Chicago card shop hit in smash-and-grab, thieves steal $100,000 in collectibles
Two thieves smashed into a Northwest Side card shop and escaped with about $100,000 in Pokémon and sports cards. Owner Ronnie Holloway said the hit gutted recently stocked inventory.

Two thieves smashed through Elite Sports Cards and Comics on Chicago’s Northwest Side and escaped with about $100,000 in Pokémon, sports and collectible football cards, a burglary that turned sealed hobby inventory into easy-to-move cash in less than four minutes.
Surveillance video captured the break-in at 3406 North Harlem Avenue in the Dunning neighborhood just before 2 a.m. Monday, April 20, 2026. Police said the suspects fled in an unknown vehicle after ripping into the store, while alarm bells rang inside the shop.

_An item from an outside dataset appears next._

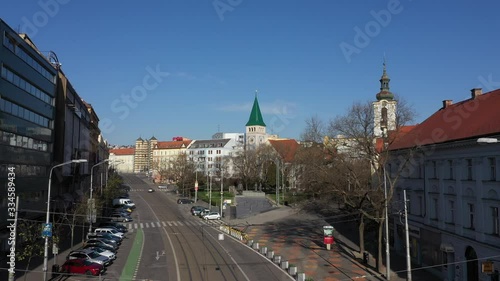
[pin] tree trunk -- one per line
(27, 268)
(380, 236)
(362, 234)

Owner Ronnie Holloway said the burglars went straight for high-end hobby product and took around $100,000 in valuable packs. He said much of the inventory had been brought in recently, making the loss especially damaging for a small business that depends on constant turnover and careful stocking. For Holloway, the burglary was not just a theft of merchandise but a direct hit to his livelihood and family income.
The case also fit a broader pattern that has made collectibles a more attractive target for organized theft. Pokémon cards and sports cards have become portable assets with clear resale value, easy to conceal and simple to move through secondary markets. That combination, high demand, compact packaging and fast cash conversion, makes them appealing to thieves who know a single raid can yield a large payout.
Holloway said this was not the first time thieves had targeted one of his businesses. Three and a half years ago, he bought Chicago’s oldest card store in the Montrose neighborhood from an owner who had run it for 41 years. That shop was targeted in 2022, deepening his sense that his businesses are being singled out.
Chicago Police Area Five detectives are investigating. The burglary adds to growing concern among card dealers that the hobby’s booming value has also made it a harder target, with rare packs and sealed boxes functioning less like simple merchandise and more like highly portable financial assets.